Iodine Deficiency, Goiter and Nutritional Status Assessment
Last week at the American Society for Nutrition annual meeting, DSM scientists reported ~ 25% of American adolescents and adults were clinically deficient in at least one micronutrient. For more details read Hidden Hunger: Micronutrient Deficiencies are prevalent among US adolescents and Think Nutrient Deficiencies are History in the US? Think Again.
Iodine was the nutrient most often found to be deficient. Why is that? Iodine intake reflects the iodine content of soil because that dictates the amount absorbed by plants and present in drinking water. In an era when people dependent upon locally-grown foods and drinking water, iodine deficiency (goiter) was a regional problem. Prior to the introduction of iodized salt in the US in the 1920s, 26-70% of children living in the Great Lakes, Appalachians, and Northwestern regions were estimated to have clinically apparent goiter. Today, the situation is much different with global distribution of foods and iodization of salt.
Despite iodization, 35% of the world population have inadequate iodine intakes. While 50-60% of Americans report using iodized salt in their homes, recommendations to decrease salt intake may push iodine intake down. This seems to be the case when the most prevalent micronutrient deficiency is iodine (Murphy et al, 2015; Bird et al, 2015).
The World Health Organization defines iodine status using urinary concentrations, preferably 24 h collections. For school-age children 6 years and older, an adequate iodine status is urinary iodine concentrations ranging between 100-199 ng/mL. For pregnant women, the adequate range is 150-249 ng/mL. The CDC’s Second Nutrition Report finds that American women 20-39y have the lowest urinary iodine status of all age groups. Wei and colleagues report that 48.3% of pregnant women in Shanghai China are iodine deficient (urinary iodine concentration < 150 µg/g creatinine). The iodine content of household salt and multivitamin supplements were the primary determinants of status.
In a new analysis of individuals living in Greenland, the accuracy of 24 hour and sport urine samples to assess iodine status are compared. A morning spot urine sample significantly underestimated iodine status, especially at higher concentrations (> 150 ug/d).

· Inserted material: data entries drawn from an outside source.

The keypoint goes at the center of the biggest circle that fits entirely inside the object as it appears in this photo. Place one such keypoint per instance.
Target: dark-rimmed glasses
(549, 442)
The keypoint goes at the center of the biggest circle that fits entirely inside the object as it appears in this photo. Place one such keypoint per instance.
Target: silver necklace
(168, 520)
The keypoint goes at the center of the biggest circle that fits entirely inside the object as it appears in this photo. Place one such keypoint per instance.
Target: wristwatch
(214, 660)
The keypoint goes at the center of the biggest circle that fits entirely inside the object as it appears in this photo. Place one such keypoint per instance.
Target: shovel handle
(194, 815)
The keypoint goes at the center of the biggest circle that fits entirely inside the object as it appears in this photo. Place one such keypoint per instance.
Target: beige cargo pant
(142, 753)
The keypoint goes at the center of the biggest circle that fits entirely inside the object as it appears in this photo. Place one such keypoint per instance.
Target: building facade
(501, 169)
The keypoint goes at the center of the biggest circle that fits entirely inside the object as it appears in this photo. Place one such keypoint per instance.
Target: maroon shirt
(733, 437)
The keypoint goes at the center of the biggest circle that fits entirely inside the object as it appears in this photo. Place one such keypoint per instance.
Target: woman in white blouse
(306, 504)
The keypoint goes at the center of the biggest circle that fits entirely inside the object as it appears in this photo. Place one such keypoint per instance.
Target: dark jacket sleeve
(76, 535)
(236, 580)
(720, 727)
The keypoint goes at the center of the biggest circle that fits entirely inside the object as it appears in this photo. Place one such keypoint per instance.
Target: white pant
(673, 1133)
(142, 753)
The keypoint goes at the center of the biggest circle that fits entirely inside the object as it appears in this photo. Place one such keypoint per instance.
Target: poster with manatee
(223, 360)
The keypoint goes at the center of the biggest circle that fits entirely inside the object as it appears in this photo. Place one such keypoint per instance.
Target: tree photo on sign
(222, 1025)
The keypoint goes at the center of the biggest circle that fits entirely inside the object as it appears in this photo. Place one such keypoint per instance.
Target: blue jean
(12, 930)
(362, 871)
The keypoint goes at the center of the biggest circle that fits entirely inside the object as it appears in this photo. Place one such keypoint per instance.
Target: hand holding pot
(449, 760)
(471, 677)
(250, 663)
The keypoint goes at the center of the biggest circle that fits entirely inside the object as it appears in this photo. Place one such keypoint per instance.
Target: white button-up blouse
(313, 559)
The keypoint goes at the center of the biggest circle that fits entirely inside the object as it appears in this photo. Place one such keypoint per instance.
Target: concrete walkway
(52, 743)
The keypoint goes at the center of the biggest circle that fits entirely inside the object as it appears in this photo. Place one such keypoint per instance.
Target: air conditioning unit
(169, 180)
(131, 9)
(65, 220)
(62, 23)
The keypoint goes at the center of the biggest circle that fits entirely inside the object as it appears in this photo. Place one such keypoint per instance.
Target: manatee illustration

The reproducibility of this interpretation is questionable when 40% of the 24h collections appeared to be incomplete (measured by an indicator, PABA). It still seems that the best way to assess iodine status is with a 24h urine sample because it incorporates circadian variations in dietary intake and urinary excretion. However, indicators and spot samples are valuable when used appropriately.
Bottomline: Unless urinary iodine is measured, people cannot predict iodine status, especially without knowing if the salt used in food flavoring was iodized or not.
Andersen S, Waagepetersen R, Laurberg P. Misclassification of iodine intake level from morning spot urine samples with high iodine excretion among Inuit and non-Inuit in Greenland. 2015 Br J Nutr doi: 10.1017/S0007114515000653
Wei Z, Wang W, Zhang J, Zhang X, Jin L, Yu X. Urinary iodine level and its determinants in pregnant women of Shanghai, China. 2015 Br J Nutr doi: 10.1017/S0007114515000665
Murphy RA, Ciappio ED, Bird JK. Lower prevalence of vitamin and mineral deficiencies among adolescent users of full spectrum multivitamin/mineral supplements. 2015 FASEB Abstract 250.4
Bird JK, Ciappio ED, Murphy RA. Adult full spectrum multivitamin/mineral supplement users have a lower prevalence of vitamin and mineral deficiencies. 2015 FASEB Abstract 586.2
Leung AM, Braverman LE, Pearce EN. History of US iodine fortification and supplementation. 2012 Nutrients doi: 10.3390/nu4111740
Assessment of iodine deficiency disorders and monitoring their elimination. A guide for programme managers. Third edition (updated 1st September, 2008) ISBN 978 92 4 159582 7
Originally released on April 8, then updated and posted on April 9.